Piccioli and the house’s atelier used those screens to create a roomy oxblood red and white gown, the shape of which invokes Papal robes. (Perhaps the look is a nod to Vatican history and the label’s Roman origins.) So striking was the dress that Piccioli chose to present it as the final 84th look, ending a procession of billowing chartreuse and fuchsia gowns, alongside feathered headpieces that appeared to float as models walked passed.
Among the show’s other standout pieces was a sequined light blue dress inspired by Wu Rui’s photographs Handkerchief (2021) and A Piece of China (2021). The dress was presented beneath a chiffon cape printed with images from the Milan-based artist’s works. Italian artist Alessandro Teoldi’s 2019 painting of silhouetted figures served as the pattern for another sweeping red gown; and Benni Bosetto painted abstract figures directly on the sewn pattern of a cashmere ensemble.
The clothes were presented underneath the arches of the Gaggiandre, a 16th-century shipyard. Designed by Renaissance architect Jacopo Sansovino, it was once among the city’s largest production centers, when Venice was at the center of a seafaring empire. The show’s runway wrapped around the shipyard’s dock creating a hovering effect above the canal water. Adding to the unreality of the presentation, the audience was asked to wear white head-to-toe to blend into the background better.

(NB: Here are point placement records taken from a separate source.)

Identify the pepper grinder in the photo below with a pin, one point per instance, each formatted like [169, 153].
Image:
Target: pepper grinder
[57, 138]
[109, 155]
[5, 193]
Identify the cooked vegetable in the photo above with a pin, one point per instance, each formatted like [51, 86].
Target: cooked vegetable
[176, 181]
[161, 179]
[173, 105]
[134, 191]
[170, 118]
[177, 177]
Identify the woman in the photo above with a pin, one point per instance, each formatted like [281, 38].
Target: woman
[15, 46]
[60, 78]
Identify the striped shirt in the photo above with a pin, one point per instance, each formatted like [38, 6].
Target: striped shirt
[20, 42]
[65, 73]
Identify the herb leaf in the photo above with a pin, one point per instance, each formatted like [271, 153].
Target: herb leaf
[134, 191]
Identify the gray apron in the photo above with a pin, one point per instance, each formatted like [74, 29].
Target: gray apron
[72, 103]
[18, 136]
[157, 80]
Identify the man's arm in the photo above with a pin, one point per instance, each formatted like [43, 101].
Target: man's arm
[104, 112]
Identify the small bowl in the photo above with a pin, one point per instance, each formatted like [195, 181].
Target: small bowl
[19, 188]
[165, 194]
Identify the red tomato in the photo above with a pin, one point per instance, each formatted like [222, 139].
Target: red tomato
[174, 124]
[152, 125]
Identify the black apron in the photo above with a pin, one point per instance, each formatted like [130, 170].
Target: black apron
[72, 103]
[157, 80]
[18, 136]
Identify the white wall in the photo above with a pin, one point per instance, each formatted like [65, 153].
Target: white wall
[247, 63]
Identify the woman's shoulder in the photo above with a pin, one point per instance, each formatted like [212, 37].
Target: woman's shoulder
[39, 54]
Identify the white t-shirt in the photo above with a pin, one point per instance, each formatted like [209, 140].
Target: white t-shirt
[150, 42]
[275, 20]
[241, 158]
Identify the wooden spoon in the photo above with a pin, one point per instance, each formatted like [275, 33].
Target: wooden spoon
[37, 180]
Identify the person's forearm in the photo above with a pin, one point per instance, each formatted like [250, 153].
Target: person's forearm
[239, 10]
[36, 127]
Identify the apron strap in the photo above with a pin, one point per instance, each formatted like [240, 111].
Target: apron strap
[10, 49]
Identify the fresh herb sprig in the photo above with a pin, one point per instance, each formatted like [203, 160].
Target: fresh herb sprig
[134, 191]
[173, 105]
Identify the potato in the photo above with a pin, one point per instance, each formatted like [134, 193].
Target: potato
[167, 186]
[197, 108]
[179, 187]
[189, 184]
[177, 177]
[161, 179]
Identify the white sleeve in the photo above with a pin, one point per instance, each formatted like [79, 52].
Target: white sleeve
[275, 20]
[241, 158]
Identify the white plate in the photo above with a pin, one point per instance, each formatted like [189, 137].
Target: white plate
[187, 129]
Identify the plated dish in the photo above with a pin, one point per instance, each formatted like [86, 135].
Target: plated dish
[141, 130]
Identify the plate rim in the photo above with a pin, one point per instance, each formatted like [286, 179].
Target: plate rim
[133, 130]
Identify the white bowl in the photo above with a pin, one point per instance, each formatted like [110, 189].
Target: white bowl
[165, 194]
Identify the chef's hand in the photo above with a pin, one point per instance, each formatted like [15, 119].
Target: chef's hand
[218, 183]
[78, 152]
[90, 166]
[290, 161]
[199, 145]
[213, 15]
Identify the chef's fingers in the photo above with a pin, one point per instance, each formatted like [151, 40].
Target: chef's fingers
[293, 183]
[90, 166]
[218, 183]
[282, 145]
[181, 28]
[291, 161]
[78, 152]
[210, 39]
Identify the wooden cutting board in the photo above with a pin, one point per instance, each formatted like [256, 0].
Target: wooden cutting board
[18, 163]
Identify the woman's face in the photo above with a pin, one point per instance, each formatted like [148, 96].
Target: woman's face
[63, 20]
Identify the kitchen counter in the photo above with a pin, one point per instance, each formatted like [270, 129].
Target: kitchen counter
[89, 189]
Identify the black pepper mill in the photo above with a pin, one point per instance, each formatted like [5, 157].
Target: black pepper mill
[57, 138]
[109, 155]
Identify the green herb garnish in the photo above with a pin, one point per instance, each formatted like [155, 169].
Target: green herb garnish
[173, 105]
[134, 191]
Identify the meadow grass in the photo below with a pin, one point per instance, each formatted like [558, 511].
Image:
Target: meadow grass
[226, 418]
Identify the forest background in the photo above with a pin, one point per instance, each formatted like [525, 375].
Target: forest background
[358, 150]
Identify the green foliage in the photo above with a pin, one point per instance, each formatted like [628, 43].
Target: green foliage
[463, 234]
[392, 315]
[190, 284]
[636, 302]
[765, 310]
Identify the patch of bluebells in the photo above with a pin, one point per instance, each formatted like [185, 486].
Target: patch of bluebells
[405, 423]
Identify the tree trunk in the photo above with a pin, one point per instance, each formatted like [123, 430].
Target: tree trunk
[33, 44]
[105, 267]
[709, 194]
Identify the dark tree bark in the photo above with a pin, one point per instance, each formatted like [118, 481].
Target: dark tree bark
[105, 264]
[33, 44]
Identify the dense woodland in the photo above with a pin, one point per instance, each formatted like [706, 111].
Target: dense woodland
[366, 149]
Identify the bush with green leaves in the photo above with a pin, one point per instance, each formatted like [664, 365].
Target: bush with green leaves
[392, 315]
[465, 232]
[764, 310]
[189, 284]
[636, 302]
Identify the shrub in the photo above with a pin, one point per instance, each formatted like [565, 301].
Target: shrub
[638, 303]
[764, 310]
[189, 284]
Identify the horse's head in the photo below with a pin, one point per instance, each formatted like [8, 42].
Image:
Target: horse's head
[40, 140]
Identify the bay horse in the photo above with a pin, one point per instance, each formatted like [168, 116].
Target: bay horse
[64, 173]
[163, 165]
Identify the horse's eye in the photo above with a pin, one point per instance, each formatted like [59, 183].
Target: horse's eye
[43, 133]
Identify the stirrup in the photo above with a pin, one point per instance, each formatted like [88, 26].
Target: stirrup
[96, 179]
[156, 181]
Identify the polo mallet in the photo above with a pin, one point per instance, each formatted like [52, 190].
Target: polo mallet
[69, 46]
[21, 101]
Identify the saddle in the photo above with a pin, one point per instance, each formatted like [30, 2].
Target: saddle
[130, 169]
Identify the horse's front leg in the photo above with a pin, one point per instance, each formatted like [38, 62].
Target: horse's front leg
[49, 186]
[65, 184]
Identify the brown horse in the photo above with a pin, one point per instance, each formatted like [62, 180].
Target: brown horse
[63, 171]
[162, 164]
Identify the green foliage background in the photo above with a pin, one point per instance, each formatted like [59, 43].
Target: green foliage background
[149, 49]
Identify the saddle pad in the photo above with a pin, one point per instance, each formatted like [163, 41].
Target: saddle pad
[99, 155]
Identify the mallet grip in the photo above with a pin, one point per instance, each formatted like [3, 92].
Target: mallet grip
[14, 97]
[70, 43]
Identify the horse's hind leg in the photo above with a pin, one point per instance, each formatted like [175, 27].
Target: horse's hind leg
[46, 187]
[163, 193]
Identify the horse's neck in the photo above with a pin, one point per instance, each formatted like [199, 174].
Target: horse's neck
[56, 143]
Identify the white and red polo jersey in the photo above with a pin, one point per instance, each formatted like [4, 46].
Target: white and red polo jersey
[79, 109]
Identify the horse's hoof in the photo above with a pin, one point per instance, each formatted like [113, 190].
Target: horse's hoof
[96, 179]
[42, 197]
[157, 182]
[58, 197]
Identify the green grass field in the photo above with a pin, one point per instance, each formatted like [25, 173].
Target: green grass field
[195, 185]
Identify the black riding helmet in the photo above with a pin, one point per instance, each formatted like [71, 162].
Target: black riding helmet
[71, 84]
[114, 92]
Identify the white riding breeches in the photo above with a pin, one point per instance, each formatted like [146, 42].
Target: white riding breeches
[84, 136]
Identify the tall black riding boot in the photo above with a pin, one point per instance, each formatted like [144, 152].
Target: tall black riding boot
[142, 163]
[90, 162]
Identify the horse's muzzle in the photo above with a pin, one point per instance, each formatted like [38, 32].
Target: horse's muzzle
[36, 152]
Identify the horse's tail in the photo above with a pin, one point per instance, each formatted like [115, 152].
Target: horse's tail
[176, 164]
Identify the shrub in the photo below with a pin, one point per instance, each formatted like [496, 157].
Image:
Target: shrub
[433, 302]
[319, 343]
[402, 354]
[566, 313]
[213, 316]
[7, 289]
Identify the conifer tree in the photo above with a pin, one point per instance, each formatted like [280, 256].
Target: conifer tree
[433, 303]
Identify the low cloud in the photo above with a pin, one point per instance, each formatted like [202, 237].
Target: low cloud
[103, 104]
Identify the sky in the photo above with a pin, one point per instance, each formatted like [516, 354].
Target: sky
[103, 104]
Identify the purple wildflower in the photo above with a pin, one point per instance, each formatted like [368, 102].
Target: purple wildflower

Now, Valentino has leveraged the antique site as a place of rebirth. “It was the only place in the world in which to present such a collection,” Piccioli said in a statement, “a context where nothing can be added or subtracted.” The bare setting was crucial to the collaboration.
Venice is currently host to the Architecture Biennale, for which architects around the globe installed large-scale projects focused on designs for a post-Covid future. Nearby, there is a sprawling exhibition of video installations by Bruce Nauman at the Palazzo Grassi Punta della Dogana. Many of the city’s squares are still nearly vacant as tourist foot traffic has reached an all-time low.
Valentino is not the only label looking to art world collaborations to showcase its new wares. Saint Laurent’s creative director, Anthony Vacarello, has also tapped artists like Vanessa Beecroft and Helmut Lang for collaborative projects in recent years. In Venice on the previous night, Saint Laurent debuted a large-scale commissioned installation by multimedia artist Doug Aitken on the near-empty island of La Certosa, home only to brick ruins from the post-war era. Overlooking the Venetian lagoon, the colossal mirrored structure served as the stage for models debuting the brand’s latest menswear line.
Over the course of the pandemic, Piccioli has embraced the idea of freedom, aiming to cross boundaries of couture beyond sartorial conventions around gender, social archetypes, and functionality that typically dictate the fashion industry’s output. “Fashion is linked to the body and to movement,” the house said in a statement. “Art, however, is completely free from constraint.”